The team decided to make their own publicly available database by painstakingly translating and transferring the contents of books, museum collections, and isolated web pages into a single digital repository.


Underlying all the data were 11 rare butterfly fossils, without which the analysis would not have been possible.


Unlike other insects, butterflies are rarely preserved in the fossil record due to their paper-thin wings and threadlike, gossamer hairs.


The few that are can be used as calibration points on genetic trees, allowing researchers to record the timing of key evolutionary events.

The results show that some groups traveled over vast distances while others seem to have stayed in one place, remaining stationary while continents, mountains, and rivers moved around them.


Dr. Kawahara says butterflies first appeared somewhere in Central and western North America when North America was bisected by an expansive seaway that split the continent in two, while present-day Mexico was joined in a long arc with the United States, Canada, and Russia.


North and South America hadn’t yet joined via the Isthmus of Panama, but butterflies had little difficulty crossing the strait between them.


“Despite the relatively close proximity of South America to Africa, butterflies took the long way around, moving into Asia across the Bering Land Bridge,” said Dr. Kawahara. “From there, they quickly covered ground, radiating into South East Asia, the Middle East, and the Horn of Africa.”


“They even made it to India, which was then an isolated island, separated by miles of open sea on all sides. Even more astonishing was their arrival in Australia, which remained sutured to Antarctica, the last combined remnant of the supercontinent Pangaea.”

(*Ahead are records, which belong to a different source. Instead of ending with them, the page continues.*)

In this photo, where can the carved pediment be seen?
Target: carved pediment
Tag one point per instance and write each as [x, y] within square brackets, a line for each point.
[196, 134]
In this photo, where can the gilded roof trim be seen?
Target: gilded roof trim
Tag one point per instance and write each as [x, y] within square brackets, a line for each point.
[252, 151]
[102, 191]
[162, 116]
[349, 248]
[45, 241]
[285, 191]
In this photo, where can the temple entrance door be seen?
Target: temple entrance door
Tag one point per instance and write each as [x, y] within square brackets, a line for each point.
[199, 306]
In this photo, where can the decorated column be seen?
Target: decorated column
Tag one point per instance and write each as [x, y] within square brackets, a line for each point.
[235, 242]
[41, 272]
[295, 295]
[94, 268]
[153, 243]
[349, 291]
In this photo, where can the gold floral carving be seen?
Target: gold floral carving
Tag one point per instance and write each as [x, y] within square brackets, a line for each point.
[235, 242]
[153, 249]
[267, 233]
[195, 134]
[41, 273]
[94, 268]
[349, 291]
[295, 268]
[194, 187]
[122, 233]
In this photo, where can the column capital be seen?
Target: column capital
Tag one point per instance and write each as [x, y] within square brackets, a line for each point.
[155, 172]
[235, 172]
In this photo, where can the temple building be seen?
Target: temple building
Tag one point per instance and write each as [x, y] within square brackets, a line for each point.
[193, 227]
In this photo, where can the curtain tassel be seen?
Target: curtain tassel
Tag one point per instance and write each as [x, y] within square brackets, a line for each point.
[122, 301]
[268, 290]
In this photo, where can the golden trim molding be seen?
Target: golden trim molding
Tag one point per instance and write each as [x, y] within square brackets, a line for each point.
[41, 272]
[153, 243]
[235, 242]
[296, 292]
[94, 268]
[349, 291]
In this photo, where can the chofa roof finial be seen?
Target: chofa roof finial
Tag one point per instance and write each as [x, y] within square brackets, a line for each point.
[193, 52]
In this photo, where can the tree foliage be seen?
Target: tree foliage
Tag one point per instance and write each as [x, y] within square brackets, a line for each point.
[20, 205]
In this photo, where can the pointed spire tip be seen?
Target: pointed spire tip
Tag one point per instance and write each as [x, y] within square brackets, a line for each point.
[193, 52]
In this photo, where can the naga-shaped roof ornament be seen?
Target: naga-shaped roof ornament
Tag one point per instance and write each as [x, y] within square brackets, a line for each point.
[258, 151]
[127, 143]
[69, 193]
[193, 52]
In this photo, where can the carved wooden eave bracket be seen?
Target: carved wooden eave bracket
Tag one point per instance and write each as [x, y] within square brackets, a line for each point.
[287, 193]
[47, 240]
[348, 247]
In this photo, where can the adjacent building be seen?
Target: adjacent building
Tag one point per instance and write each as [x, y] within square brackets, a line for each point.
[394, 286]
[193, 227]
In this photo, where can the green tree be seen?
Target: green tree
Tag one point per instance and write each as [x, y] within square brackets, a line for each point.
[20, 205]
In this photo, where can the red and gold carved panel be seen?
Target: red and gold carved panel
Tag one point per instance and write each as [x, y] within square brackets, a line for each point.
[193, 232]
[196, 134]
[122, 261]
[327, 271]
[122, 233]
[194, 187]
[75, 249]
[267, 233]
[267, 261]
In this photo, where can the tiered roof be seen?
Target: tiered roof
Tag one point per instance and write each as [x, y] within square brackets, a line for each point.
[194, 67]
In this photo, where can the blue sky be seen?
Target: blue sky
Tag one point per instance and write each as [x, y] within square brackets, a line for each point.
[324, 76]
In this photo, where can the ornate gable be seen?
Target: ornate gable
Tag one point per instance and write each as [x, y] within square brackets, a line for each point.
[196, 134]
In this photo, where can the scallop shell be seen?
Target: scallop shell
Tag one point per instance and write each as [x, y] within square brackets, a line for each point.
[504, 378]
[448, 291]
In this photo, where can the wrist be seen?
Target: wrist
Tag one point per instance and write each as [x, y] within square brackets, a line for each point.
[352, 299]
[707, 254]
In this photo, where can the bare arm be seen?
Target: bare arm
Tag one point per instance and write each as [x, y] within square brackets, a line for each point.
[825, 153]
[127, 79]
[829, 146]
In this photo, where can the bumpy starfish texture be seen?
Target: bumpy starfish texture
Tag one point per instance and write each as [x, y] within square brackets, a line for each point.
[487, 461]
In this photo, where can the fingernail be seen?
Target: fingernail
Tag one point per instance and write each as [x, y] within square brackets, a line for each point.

Farther north, butterflies lingered on the edge of western Asia for potentially up to 45 million years before finally migrating into Europe.


“Europe doesn’t have many butterfly species compared to other parts of the world, and the ones it does have can often be found elsewhere. Many butterflies in Europe are also found in Siberia and Asia, for example.”


By the time dinosaurs disappeared 66 million years ago, nearly all modern butterfly families had arrived on the scene, and each one seems to have had a special affinity for a specific group of plants. But there was one plant that stood out among them all.


“We looked at this association over an evolutionary timescale, and in pretty much every family of butterflies, bean plants came out to be the ancestral hosts. This was true in the ancestor of all butterflies as well.”


Bean plants have since increased their roster of pollinators to include bees, flies, hummingbirds, and mammals, while butterflies have similarly expanded their palate.


Study co-author Professor Pamela Soltis, a Florida Museum curator, says the botanical partnerships that butterflies forged helped transform them from minor offshoots of moths to what is today one of the world’s largest groups of insects.


“The evolution of butterflies and flowering plants has been inexorably intertwined since the origin of the former, and the close relationship between them has resulted in remarkable diversification events in both lineages,” she said.